Anyway, I think you are right about most of what you said especially with the hardness pt above I just wanted to address the above point because it stuck out to me.
Well it could also be the front end sharpness is mostly due to matrix which doesn't last and wears away quickly.

There's nothing stopping anybody from doing other testing outside of CATRA.

I was curious myself if there was a way to see front end sharpness retention with specialized testing to look at the loss of sharpness with the first initial cuts using a bess and logarithmic recording.


Well within the first 25 cuts we didn't see much separation in sharpness measured in grams

I expected the 52100 to do better, but they were all basically the same within scatter under 25 cuts. Afterwards we saw separation when the harder carbides at higher volume supported by harder matrix took over, the carbides simply weren't present to prevent the 51200 from wearing smooth.

That means what we are seeing with everybody's scattered anecdotal accounts is mostly just folk's sharpening idiosyncrasies.

Some folks are just putting better edges on some knives than others. Some abrasives will cut some steels better than others. Some steels will deburr with less attention to detail better than others.
Screenshot_20221207-001713.png


Well from what I saw it didn't deviate much from CATRA.
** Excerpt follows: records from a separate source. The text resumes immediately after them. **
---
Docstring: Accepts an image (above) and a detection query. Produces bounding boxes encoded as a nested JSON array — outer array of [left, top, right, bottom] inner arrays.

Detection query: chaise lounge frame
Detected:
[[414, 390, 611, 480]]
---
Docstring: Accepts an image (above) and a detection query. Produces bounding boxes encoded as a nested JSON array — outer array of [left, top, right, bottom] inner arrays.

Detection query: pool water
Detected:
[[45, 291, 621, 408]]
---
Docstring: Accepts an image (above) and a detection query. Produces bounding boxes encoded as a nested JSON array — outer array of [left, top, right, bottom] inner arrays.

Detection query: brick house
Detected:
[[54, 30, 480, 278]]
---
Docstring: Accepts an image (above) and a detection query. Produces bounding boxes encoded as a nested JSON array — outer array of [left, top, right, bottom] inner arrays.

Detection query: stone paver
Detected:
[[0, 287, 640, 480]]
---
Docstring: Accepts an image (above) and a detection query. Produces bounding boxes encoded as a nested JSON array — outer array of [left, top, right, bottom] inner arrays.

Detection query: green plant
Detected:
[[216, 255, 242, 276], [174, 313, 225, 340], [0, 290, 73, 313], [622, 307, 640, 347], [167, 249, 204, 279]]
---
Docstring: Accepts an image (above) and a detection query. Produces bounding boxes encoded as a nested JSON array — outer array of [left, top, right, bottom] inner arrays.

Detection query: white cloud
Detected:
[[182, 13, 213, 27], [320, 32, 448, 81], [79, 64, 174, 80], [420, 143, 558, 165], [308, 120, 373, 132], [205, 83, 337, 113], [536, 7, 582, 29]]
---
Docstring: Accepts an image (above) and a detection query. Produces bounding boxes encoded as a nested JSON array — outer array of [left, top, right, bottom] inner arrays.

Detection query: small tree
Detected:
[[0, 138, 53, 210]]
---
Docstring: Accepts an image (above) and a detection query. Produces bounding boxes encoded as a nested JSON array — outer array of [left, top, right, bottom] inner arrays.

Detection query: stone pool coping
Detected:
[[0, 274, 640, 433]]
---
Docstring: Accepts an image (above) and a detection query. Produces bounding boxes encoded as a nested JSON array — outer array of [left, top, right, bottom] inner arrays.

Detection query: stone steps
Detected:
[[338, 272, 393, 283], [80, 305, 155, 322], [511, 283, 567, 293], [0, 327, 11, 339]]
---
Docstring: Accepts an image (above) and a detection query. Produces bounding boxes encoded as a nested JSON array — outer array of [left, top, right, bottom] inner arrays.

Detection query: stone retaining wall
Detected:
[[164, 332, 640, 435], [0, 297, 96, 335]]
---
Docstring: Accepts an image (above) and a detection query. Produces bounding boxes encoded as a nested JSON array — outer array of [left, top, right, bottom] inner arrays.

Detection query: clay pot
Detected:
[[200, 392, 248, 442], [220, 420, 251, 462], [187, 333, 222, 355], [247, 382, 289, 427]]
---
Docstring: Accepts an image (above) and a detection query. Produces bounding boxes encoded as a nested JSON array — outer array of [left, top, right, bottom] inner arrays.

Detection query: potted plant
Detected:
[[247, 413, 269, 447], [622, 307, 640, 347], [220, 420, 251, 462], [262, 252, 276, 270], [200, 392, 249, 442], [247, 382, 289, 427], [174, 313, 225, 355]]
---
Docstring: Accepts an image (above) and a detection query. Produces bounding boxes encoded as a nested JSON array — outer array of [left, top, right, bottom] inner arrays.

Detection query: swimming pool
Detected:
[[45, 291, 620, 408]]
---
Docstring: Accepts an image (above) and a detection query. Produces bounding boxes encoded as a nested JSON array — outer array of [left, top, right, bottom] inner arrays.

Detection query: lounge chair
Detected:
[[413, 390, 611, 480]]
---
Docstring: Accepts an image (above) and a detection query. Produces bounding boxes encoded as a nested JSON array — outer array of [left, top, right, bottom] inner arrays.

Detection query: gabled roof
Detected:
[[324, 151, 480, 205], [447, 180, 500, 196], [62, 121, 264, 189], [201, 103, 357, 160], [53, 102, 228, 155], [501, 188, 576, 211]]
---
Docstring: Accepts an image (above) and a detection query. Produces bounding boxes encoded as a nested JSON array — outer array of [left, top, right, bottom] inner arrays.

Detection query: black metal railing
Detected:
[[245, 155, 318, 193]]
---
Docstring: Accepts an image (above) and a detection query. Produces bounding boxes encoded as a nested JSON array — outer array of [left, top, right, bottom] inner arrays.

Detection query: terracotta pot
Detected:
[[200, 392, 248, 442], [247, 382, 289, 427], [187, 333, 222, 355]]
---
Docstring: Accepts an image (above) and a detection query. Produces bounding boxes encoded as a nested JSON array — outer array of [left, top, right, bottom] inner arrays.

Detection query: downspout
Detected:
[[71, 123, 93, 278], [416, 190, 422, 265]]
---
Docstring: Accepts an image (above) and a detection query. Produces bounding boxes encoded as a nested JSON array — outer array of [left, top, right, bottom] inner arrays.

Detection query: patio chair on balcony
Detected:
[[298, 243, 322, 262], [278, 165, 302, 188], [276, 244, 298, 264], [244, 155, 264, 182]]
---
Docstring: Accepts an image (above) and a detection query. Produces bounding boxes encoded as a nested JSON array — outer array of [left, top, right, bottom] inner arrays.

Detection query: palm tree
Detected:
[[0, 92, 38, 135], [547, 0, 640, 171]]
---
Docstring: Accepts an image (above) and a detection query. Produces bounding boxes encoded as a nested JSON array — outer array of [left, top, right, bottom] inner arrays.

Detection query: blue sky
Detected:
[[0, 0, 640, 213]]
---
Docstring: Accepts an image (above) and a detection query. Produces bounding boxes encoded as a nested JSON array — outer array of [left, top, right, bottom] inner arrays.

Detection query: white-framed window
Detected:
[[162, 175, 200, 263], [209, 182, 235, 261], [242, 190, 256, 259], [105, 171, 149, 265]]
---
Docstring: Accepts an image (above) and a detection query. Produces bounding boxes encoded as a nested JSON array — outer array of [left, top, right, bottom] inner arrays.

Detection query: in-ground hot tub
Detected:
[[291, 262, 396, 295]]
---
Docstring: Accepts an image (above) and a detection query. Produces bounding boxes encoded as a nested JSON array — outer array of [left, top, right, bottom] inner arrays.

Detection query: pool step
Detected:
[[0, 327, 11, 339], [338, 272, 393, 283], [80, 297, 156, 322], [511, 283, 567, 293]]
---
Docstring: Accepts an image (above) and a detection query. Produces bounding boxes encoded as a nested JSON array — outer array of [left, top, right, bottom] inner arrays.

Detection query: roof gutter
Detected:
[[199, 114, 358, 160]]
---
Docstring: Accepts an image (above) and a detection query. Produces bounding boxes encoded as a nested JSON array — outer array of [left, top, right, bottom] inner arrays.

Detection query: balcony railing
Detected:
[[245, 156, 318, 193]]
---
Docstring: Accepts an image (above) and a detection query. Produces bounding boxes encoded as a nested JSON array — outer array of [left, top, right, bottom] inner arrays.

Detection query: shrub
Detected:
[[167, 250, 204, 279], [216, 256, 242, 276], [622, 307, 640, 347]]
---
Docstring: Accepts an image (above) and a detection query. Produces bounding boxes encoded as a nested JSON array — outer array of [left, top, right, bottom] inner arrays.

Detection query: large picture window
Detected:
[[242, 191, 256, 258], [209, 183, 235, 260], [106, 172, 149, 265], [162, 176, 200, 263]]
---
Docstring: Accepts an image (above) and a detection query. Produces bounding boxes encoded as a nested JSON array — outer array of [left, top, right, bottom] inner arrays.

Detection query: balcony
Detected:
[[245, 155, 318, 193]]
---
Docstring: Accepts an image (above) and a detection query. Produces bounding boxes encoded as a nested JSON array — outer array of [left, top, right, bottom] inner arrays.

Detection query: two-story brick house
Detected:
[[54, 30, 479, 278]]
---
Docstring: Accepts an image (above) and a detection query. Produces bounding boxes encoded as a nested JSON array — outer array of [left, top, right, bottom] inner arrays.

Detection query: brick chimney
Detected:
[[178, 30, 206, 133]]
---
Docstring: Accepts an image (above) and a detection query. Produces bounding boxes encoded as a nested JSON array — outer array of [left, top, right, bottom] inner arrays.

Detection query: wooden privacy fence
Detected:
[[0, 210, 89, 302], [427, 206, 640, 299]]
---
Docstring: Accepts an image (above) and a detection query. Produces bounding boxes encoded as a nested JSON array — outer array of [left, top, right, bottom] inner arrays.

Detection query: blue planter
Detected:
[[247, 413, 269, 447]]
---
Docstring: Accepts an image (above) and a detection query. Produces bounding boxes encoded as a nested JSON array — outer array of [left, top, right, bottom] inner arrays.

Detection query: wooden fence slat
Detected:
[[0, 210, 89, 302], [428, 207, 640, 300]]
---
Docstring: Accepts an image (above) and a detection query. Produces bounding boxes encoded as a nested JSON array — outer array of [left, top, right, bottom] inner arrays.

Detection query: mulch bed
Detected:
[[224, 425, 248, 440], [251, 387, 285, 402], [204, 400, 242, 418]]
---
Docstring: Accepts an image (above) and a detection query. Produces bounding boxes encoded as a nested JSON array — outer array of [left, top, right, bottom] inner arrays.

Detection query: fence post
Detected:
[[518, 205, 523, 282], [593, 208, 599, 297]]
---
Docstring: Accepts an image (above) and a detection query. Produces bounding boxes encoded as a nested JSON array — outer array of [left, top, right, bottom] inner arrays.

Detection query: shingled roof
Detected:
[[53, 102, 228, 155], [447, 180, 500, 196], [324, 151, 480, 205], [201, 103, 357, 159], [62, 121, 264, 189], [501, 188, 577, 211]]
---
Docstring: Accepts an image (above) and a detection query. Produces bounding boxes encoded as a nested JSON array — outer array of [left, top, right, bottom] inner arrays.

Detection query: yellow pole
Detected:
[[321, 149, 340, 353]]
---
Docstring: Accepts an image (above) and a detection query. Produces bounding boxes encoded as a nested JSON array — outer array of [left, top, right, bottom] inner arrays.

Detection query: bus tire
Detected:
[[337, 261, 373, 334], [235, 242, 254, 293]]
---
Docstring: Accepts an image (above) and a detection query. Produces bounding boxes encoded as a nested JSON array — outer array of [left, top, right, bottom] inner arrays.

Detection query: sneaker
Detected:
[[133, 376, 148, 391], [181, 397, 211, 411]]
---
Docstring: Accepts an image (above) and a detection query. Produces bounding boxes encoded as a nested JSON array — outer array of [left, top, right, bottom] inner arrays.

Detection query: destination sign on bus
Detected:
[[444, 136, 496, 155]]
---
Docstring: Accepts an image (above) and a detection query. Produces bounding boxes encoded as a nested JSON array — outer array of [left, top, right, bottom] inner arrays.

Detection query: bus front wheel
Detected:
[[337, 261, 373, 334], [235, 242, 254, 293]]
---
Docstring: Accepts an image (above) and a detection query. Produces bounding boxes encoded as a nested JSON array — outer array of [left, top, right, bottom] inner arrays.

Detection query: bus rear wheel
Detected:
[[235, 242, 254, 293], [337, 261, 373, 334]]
If all things are equal, higher hardness with higher volume of the hardest carbides was dulling less even at the front end.
Screenshot_20221207-001737.png
 
Well it could also be the front end sharpness is mostly due to matrix which doesn't last and wears away quickly.

There's nothing stopping anybody from doing other testing outside of CATRA.

I was curious myself if there was a way to see front end sharpness retention with specialized testing to look at the loss of sharpness with the first initial cuts using a bess and logarithmic recording.


Well within the first 25 cuts we didn't see much separation in sharpness measured in grams

I expected the 52100 to do better, but they were all basically the same within scatter under 25 cuts. Afterwards we saw separation when the harder carbides at higher volume supported by harder matrix took over, the carbides simply weren't present to prevent the 51200 from wearing smooth.

That means what we are seeing with everybody's scattered anecdotal accounts is mostly just folk's sharpening idiosyncrasies.

Some folks are just putting better edges on some knives than others. Some abrasives will cut some steels better than others. Some steels will deburr with less attention to detail better than others.
View attachment 212762

Well from what I saw it didn't deviate much from CATRA.

If all things are equal, higher hardness with higher volume of the hardest carbides was dulling less even at the front end.View attachment 212763

Excellent information.

Just out of curiosity: is the rope cut in free air or against a board?

Not that I'm asking for this to be done, but I'm curious what would happen with a similar test if the rope was saturated in lemon juice. I would expect similar results, but curious how the the spread would change if there was an acidic component as that is common in kitchen cutting tasks.